Ce huitième de finale, logiquement remporté par une Argentine qui a su monter en puissance et en intensité (2-1), a surtout été une confirmation définitive : lorsque la flamme de Messi vacille, celle de son orchestre chancelle avec. Déboulé au Qatar avec le désir de « profiter de chaque moment » et de tout photographier ( « l’ambiance, l’atmosphère, les moments avec les fans… » ), le capitaine de l’Albiceleste s’est envolé avec son troisième but de la compétition et a ensuite arrosé toute la seconde période, profitant de la décision de Scaloni de basculer une nouvelle fois en 3-5-2 après l’entracte, ce qui a permis à l’Argentine de s’éjecter du faux rythme imposé avec brio par l’Australie lors des 45 premières minutes. S’ils ont tout de même concédé plusieurs situations brûlantes, dont un but sur un coup de pétard de Goodwin dévié par Enzo Fernandez, et vu Lisandro Martinez dégainer un tacle miracle devant Behich avant qu’Emiliano Martinez n’enfile sa cape de héros sous les yeux du gosse Garang Kuol, les Argentins ont surtout assisté à la tournée de leur chef.

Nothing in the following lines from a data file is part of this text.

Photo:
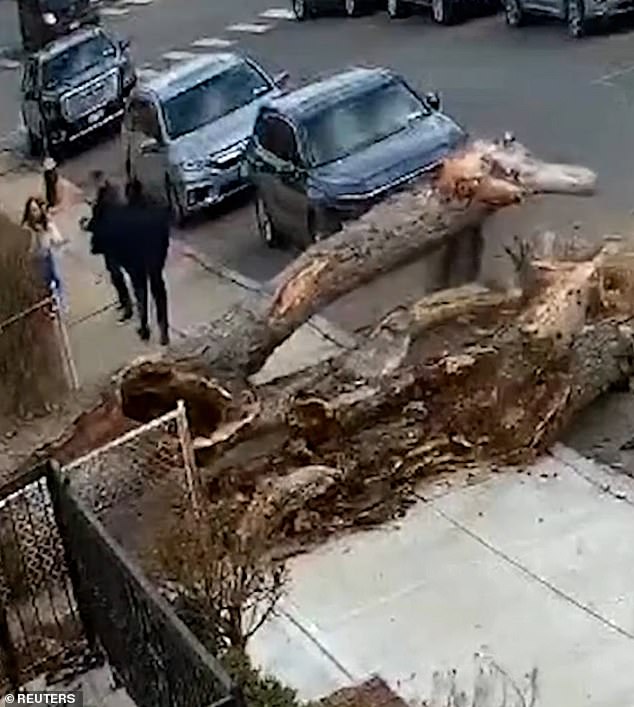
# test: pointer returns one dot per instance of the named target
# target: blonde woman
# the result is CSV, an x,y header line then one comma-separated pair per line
x,y
46,240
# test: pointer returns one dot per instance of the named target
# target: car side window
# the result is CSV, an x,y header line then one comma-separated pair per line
x,y
142,117
278,137
29,76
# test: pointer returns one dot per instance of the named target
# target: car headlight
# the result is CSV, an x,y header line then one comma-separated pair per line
x,y
193,165
129,73
49,108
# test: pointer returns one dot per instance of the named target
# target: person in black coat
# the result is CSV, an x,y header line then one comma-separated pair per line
x,y
148,226
105,225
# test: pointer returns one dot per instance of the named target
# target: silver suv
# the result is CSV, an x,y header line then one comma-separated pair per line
x,y
185,131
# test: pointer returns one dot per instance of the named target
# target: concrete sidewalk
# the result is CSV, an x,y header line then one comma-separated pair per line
x,y
198,293
535,569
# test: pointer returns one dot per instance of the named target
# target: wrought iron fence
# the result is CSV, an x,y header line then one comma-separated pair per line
x,y
38,618
156,658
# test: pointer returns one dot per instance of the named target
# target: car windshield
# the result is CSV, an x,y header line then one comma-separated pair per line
x,y
76,59
355,123
214,98
57,5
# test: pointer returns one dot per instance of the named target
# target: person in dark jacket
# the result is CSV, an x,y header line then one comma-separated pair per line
x,y
148,226
105,227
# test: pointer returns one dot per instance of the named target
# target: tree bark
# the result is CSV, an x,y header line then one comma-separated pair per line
x,y
436,213
463,376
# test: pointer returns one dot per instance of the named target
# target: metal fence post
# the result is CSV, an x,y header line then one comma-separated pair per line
x,y
68,361
56,484
189,458
9,653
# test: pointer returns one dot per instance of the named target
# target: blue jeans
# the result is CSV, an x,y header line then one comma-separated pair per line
x,y
50,273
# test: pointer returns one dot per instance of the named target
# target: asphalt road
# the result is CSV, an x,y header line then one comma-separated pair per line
x,y
566,99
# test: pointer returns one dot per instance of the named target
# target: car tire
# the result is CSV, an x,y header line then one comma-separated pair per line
x,y
396,9
302,10
177,214
575,18
269,235
442,12
513,13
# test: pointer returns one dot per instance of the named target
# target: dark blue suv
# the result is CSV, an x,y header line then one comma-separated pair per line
x,y
330,150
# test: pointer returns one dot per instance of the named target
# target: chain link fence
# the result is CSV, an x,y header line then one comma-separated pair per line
x,y
138,481
36,360
38,621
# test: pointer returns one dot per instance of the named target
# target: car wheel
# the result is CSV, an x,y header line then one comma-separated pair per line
x,y
396,8
576,19
302,10
268,233
177,214
442,11
513,13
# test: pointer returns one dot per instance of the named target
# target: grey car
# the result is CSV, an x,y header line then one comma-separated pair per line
x,y
185,130
74,86
579,15
443,12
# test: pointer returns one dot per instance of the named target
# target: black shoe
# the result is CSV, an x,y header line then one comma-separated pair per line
x,y
126,314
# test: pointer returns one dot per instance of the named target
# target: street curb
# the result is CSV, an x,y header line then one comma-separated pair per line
x,y
319,323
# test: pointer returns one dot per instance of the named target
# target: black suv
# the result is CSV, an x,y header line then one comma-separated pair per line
x,y
74,86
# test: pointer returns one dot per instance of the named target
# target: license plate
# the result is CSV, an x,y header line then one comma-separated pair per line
x,y
96,116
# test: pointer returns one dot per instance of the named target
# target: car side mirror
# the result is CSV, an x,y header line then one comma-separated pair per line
x,y
433,100
290,170
281,80
149,146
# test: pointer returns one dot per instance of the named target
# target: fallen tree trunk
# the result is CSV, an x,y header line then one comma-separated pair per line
x,y
490,387
486,177
463,376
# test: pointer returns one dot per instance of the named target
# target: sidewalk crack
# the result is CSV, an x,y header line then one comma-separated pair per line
x,y
532,575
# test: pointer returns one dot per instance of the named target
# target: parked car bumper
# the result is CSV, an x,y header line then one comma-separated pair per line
x,y
610,8
212,189
63,131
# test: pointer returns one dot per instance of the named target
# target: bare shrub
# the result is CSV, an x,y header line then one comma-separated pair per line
x,y
227,580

Lionel Messi, dont le cerveau est constamment en alerte afin de détecter des zones idéales pour venir cuisiner, a progressivement réussi à retrouver son allant, à rire dans des espaces réduits, à s’envoyer des raids et à sortir sa diagonale favorite en direction de Marcos Acuña. Il a aussi passé la fin de sa soirée à faire l’avion avec son pied gauche pour donner des bouchées à Lautaro Martínez, entré en jeu à la place d’Álvarez, décisif, mais l’attaquant de l’Inter s’est cogné à plusieurs reprises sur Mathew Ryan. Difficile de mieux résumer la soirée d’une Albiceleste qui a attrapé son billet pour les quarts au terme d’une rencontre traversée par le génie, l’extase et la douleur, dont l’Australie peut repartir la tête haute malgré l’issue. On retiendra aussi de cette nuit passée dans un Al Rayyan blindé de fans argentins surexcités que Messi a su jouer les durs pour électrifier le scénario. Cette qualification porte son sceau, mais que tout le monde se rassure, malgré tout : il a encore marché ses plus de quatre kilomètres à droite, à gauche, dans le rond central, le long de la ligne de touche, laissant chacun de ses coéquipiers – notamment De Paul, Mac Allister et Álvarez – se plier à ses virages et les compenser sans un bruit. L’Argentine, cette fois pas totalement imperméable après être montée en puissance sans ballon sur la fin du premier tour, avance, droite dans ses bottes, et Messi avec. Les Pays-Bas attendent. Et pour les pissenlits, on repassera.